Similarly, compare abelian groups to groups. Abelian groups are strictly more structured objects that groups, being that they are just groups that satisfy the additional constraint of commutativity. They are also significantly less structured than fields, being that they only have to satisfy the constraints for one operation and thus don’t have to worry about distributivity between two operations. It turns out that just like with fields, you can actually classify all finite abelian groups, and write out a (relatively simple) equation for the number of finite abelian groups of size n. This number is the product of the partition numbers of the exponents of each prime in the prime factorization of n. Proving this takes a lot more work than the classification of fields, and the function is clearly much more complicated than the corresponding function for fields. But it’s enormously simpler than classifying all finite groups!

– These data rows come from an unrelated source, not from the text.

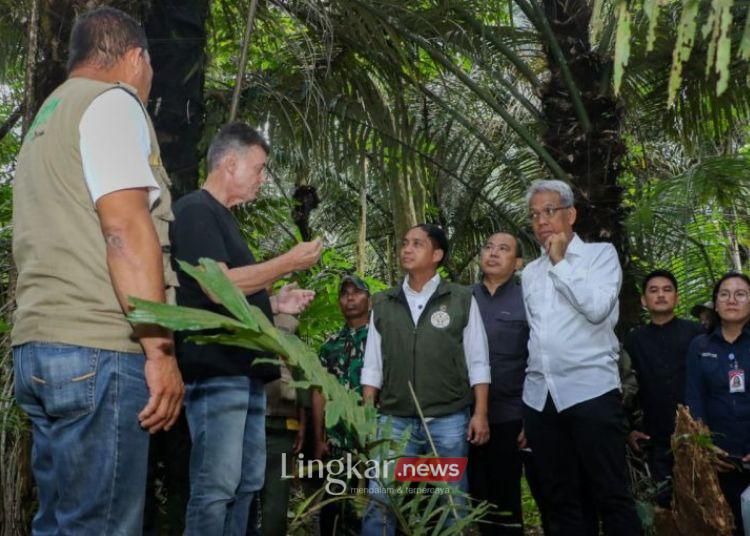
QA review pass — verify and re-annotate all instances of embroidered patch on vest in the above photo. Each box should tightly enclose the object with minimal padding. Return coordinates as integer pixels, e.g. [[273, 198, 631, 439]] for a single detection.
[[430, 305, 451, 329]]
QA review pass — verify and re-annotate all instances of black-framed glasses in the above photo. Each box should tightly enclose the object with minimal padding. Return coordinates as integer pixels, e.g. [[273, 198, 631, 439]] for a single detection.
[[716, 289, 750, 303], [526, 207, 570, 223]]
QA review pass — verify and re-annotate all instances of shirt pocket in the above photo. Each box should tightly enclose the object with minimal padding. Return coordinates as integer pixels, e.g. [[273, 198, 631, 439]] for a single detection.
[[29, 344, 99, 419]]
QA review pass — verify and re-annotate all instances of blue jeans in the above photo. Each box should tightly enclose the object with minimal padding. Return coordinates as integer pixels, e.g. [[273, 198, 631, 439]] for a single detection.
[[13, 342, 149, 536], [185, 376, 266, 536], [362, 408, 469, 536]]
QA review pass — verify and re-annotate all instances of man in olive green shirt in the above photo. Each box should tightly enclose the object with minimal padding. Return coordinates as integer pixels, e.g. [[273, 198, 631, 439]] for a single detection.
[[11, 8, 184, 535]]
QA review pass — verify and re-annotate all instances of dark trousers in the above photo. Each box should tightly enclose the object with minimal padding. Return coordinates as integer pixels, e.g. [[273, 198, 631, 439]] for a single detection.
[[718, 471, 750, 536], [524, 390, 642, 536], [648, 435, 674, 508], [468, 420, 539, 536], [260, 428, 297, 536], [143, 410, 190, 536]]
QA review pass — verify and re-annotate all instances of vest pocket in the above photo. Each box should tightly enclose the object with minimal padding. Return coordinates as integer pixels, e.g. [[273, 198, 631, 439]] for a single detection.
[[29, 344, 99, 419]]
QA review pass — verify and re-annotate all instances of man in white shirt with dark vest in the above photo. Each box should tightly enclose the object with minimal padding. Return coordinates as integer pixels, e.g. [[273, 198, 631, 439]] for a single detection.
[[11, 8, 184, 535], [522, 180, 641, 536], [361, 223, 490, 536]]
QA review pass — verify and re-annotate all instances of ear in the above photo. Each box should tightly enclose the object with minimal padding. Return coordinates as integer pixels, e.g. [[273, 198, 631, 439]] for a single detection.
[[568, 207, 578, 227], [222, 151, 237, 175], [123, 47, 143, 71]]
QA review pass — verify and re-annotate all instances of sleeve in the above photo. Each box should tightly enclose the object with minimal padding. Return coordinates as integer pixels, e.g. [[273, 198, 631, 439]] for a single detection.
[[169, 203, 229, 265], [78, 89, 160, 205], [549, 244, 622, 324], [318, 337, 331, 372], [685, 337, 707, 422], [464, 296, 491, 387], [360, 312, 383, 389]]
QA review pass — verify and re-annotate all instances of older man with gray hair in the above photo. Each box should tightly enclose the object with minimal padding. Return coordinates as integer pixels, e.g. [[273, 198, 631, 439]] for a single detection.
[[522, 180, 641, 536], [170, 123, 322, 536]]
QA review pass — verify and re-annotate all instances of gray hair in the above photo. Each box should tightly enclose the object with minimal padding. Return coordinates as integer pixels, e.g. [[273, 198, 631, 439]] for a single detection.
[[526, 179, 575, 208], [206, 122, 271, 173]]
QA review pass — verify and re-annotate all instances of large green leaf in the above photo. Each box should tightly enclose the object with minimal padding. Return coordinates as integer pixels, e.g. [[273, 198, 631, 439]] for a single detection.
[[178, 259, 257, 327]]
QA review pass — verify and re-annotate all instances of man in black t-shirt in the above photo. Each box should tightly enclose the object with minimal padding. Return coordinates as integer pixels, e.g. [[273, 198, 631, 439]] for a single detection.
[[170, 123, 322, 536], [624, 270, 701, 506]]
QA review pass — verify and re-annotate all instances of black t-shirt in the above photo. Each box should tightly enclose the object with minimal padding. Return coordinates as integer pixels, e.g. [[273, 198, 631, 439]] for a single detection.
[[169, 190, 273, 381], [473, 279, 529, 424], [625, 318, 702, 443]]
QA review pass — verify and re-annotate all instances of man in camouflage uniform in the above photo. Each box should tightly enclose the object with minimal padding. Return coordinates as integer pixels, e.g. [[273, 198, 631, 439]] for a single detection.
[[312, 275, 371, 536]]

As far as I’m aware, there is no known formula that takes in a number N and returns the number of non-isomorphic groups of size N. Although there are lots of little facts known about the values of this function for particular values of N (for example, for any prime p, f(p) = 1 and f(p^2) = 2), classification in general is enormously difficult. Here are the numbers of finite groups of order N, for small values of N starting at 1.

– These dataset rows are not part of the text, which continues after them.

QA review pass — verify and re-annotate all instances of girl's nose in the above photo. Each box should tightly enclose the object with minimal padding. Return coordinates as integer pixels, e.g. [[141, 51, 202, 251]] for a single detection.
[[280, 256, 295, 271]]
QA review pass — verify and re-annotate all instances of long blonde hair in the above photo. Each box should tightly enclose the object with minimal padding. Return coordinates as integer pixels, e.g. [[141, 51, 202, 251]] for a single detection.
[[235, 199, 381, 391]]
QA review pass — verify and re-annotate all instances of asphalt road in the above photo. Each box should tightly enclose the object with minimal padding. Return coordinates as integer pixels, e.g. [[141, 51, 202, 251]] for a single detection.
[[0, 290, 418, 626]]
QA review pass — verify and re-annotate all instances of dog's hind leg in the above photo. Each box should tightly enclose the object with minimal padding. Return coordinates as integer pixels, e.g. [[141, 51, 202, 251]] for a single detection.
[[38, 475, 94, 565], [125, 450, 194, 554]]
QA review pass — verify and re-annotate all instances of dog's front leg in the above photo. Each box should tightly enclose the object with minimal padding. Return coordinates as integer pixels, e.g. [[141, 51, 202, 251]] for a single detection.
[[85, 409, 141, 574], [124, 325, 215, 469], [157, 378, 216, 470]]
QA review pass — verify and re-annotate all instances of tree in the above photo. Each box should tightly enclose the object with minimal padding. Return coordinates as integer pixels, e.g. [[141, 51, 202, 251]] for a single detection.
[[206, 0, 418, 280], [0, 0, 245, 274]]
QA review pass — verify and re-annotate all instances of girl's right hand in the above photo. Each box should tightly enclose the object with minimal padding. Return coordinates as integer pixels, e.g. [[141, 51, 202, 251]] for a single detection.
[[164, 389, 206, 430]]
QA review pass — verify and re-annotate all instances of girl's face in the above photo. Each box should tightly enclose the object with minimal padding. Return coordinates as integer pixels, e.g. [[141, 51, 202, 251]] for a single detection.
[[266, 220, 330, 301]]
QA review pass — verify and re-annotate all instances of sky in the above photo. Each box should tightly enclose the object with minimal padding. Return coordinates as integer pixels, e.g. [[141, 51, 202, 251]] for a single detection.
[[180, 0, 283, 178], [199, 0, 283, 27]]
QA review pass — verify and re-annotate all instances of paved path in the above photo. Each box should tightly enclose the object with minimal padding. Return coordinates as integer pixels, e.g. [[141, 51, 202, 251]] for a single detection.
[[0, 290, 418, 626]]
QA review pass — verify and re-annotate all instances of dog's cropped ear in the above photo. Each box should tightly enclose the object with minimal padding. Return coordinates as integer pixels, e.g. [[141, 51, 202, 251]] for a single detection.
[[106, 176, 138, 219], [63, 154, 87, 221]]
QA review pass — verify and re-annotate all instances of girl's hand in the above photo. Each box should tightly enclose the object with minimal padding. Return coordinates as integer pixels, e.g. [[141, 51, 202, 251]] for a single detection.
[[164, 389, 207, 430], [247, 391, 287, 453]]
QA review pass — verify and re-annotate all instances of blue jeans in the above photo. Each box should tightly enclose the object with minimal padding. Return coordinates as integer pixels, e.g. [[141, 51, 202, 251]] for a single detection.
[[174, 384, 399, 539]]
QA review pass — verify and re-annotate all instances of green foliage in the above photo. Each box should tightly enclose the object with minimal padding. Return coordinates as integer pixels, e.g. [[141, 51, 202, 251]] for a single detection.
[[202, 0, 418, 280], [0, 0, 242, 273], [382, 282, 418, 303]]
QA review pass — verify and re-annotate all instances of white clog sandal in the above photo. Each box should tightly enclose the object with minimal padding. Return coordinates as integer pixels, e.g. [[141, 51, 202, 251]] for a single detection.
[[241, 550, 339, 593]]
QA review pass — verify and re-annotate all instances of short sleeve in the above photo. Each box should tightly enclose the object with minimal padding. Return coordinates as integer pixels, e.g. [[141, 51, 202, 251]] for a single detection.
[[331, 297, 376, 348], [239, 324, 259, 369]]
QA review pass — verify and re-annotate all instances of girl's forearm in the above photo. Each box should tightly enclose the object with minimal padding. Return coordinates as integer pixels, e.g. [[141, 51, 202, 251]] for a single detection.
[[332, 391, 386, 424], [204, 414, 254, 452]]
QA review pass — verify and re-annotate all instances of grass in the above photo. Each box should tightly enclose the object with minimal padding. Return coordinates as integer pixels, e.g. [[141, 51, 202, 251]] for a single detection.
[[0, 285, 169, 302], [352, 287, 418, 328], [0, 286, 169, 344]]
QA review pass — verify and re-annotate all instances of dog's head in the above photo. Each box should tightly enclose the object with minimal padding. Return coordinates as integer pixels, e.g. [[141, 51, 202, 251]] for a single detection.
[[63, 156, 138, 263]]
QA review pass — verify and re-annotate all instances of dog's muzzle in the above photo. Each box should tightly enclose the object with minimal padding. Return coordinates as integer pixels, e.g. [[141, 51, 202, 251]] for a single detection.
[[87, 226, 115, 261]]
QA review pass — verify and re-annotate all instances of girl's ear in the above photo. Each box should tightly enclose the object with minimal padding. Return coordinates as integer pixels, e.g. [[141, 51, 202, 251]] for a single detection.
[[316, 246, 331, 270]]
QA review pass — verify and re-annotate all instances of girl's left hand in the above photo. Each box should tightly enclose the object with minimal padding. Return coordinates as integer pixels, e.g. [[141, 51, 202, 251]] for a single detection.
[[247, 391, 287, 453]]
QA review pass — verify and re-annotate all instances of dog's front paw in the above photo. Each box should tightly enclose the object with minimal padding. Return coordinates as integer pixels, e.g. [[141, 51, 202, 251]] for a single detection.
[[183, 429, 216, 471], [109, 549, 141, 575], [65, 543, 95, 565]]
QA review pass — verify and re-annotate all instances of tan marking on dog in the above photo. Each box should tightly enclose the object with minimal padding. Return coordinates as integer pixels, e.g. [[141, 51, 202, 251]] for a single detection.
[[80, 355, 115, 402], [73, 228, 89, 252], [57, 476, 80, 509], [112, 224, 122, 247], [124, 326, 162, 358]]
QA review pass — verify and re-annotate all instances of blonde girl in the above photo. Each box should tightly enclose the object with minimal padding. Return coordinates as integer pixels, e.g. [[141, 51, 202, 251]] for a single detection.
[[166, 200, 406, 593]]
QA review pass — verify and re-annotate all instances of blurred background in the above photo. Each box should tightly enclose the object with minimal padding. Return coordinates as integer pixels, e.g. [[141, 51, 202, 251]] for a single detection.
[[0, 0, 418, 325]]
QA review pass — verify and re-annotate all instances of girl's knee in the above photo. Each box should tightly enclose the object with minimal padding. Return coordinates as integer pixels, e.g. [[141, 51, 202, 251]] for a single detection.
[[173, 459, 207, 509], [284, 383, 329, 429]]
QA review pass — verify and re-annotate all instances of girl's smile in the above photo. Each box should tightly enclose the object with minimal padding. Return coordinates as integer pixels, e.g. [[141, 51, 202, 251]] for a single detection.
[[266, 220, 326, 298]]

[1, 1, 1, 2, 1, 2, 1, 5, 2, 2, 1, 5, 1, 2, 1, 14, 1, 5, 1, 5, 2, 2, 1, 15, 2, 2, 5, 4, 1, 4, 1, 51, 1, 2, 1, 14, 1, 2, 2, 14, 1, 6, 1, 4, 2, 2, 1, 52, 2, 5, 1, 5, 1, 15, 2, 13, 2, 2, 1, 13, 1, 2, 4, 267]

(Fun exercise, try seeing how many of these you can prove for yourself!)

Here’s a plot of this sequence, to give you a sense of how complicated and strange it is:

Finite Groups.png

Furthermore, there are bizarre things like the sporadic groups with their stubborn resistance to categorization, and the king of the sporadic groups, the enormous Monster group. All this structure immediately vanishes as soon as you introduce commutativity, leaving you with a much less interesting object!

Observation 2: Highly unstructured objects also become easy to characterize. Think about magmas (M, •), whose only constraint is closure. How many magmas are there of size N? Well, for any two elements in M, there are N choices for the value of their product. So it’s just the number of ways of placing elements from M in N^2 spots, i.e. N^(N^2). Simple! The lack of structure here actually makes classification of the finite magmas extremely quick and easy.

Another example: Take a slightly more structured object, magmas with identity. This basically just fills in 2N – 1 of our slots (for all m, we get that e•m = m and m•e = m), so that our new classification is just N^(N^2 – 2N + 1). What if we add commutativity? Well, that just cuts our degrees of freedom roughly in half, since every time you choose the value of a•b, you have also chosen b•a! (It’s not exactly half, because of the elements that look like a•a).

But if you now add associativity, you end up with a commutative monoid. These objects are vastly more complicated and difficult to characterize. In general, associativity is probably the most interesting single property you can give to an operation (at least, of the commonly used properties we’ve discussed). By constraining an operation to be associative, you automatically endow your mathematical object with a great degree of interesting structure.

The conclusion I’ve drawn from these observations is that there is a sweet spot of subjective “interestingness” that exists between the highly structured and the highly unstructured. I think that objects like groups and rings occupy this sweet spot, and as you go further in either direction of the structure spectrum the objects you find become less interesting and harder to find surprising results about.